Das Urteil der Ökonomen über die wirtschaftspolitische Kompetenz der Regierung fällt insgesamt mäßig aus. 53 Prozent der Befragten werten die Kompetenz in der Wirtschaftspolitik als mittelmäßig, 31 Prozent als eher oder sehr gering und nur 15 Prozent als eher oder sehr hoch. Manche Ökonomen in der Umfrage loben die Kompetenz des Kanzlers und der Wirtschaftsministerin Katherina Reiche (CDU), verweisen aber zugleich auf die Schwierigkeiten, in der Koalition eine klare Linie durchzusetzen.

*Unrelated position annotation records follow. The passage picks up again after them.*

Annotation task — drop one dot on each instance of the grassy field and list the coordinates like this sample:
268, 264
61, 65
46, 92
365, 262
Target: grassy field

Eine echte Wirtschaftswende, wie sie die Union angekündigt hatte, hat die Regierung darum aus Sicht der Volkswirte bislang nicht geschafft. Es fällt Schwarz-Rot offenbar schwer, sich von der vorherigen Regierung wirtschaftspolitisch abzusetzen. Weitgehend ausgeglichen antworteten die Ökonomen auf die Frage, wie stark sich die schwarz-rote Regierung von der vorherigen Ampelkoalition von Union, SPD und FDP unterscheide. 41 Prozent sehen eher oder sehr starke Unterschiede, und ein ebenso hoher Anteil sieht eher oder sehr wenig Unterschiede. Als wichtigste Änderung nennen die Befragten die Erhöhung des Verteidigungsetats. Die Steuer- und Sozialpolitik wird nach Einschätzung der Ökonomen dagegen überwiegend durch das Motto „Weiter so“ geprägt.
Viele Konjunkturforscher erwarten, dass die Bundesregierung die Wirtschaft im kommenden Jahr mit den schuldenfinanzierten Investitionsmilliarden kräftig anschieben wird. Diese Einschätzung teilt die Hälfte der befragten Ökonomen. 34 Prozent sehen die Auswirkung der bisherigen Wirtschaftspolitik dagegen als neutral und 13 Prozent als eher oder sehr negativ. „Die beschleunigten Abschreibungen setzen einen Investitionsimpuls in der gegenwärtigen schlechten konjunkturellen Lage. Mittelfristig macht die Senkung des Körperschaftsteuersatzes Investitionen attraktiver“, kommentiert Dominika Langenmayer von der Katholischen Universität Eichstätt-Ingolstadt: „Allerdings kann das nur ein kleiner erster Schritt sein. Jetzt müssen große Reformen zum Beispiel beim Bürgergeld und bei der Rente angegangen werden.“
Die Wachstumsaussichten auf mittlere Frist schätzen die Ökonomen weit skeptischer ein als die kurzfristige Konjunkturentwicklung. Nur 35 Prozent gehen davon aus, dass die Wirtschaftspolitik der ersten 100 Tage das Wachstum dauerhaft stärken werden. 26 Prozent vermuten dagegen, dass die bisher getroffenen Maßnahmen das Wachstum mittelfristig eher belasten werden. Positiv nennen die Ökonomen den möglichen Wachstumseffekt durch zusätzliche Investitionen in die Infrastruktur. Auf der negativen Seite wird betont, dass strukturelle Reformen zur Steigerung des Arbeitsangebots oder zur Förderung von Innovationen bislang ausgeblieben seien.
Uwe Cantner von der Universität Jena bemängelt den ausbleibenden Innovationswillen. „Man versucht bisher, den ‚Patienten‘ zu stabilisieren; die ‚Medizin‘ für die entscheidenden Innovationssprünge wurde noch nicht in ausreichendem Maße verabreicht“, sagt er: „Unternehmen haben (noch) hohe Rücklagen, die es gilt, für Deutschland in moderne Technologien und Weiterentwicklungen zu investieren.“ Doch Cantner verweist darauf, dass die Unsicherheiten noch zu hoch seien, um die Unternehmen zu Investitionen anzuregen.
Für die Umfrage, die das Ifo-Institut für Wirtschaftsforschung in München in Zusammenarbeit mit der F.A.Z. erstellt, wurden rund 700 Volkswirte an deutschen Universitäten per E-Mail befragt. 170 der Befragten beteiligten sich in dieser Runde.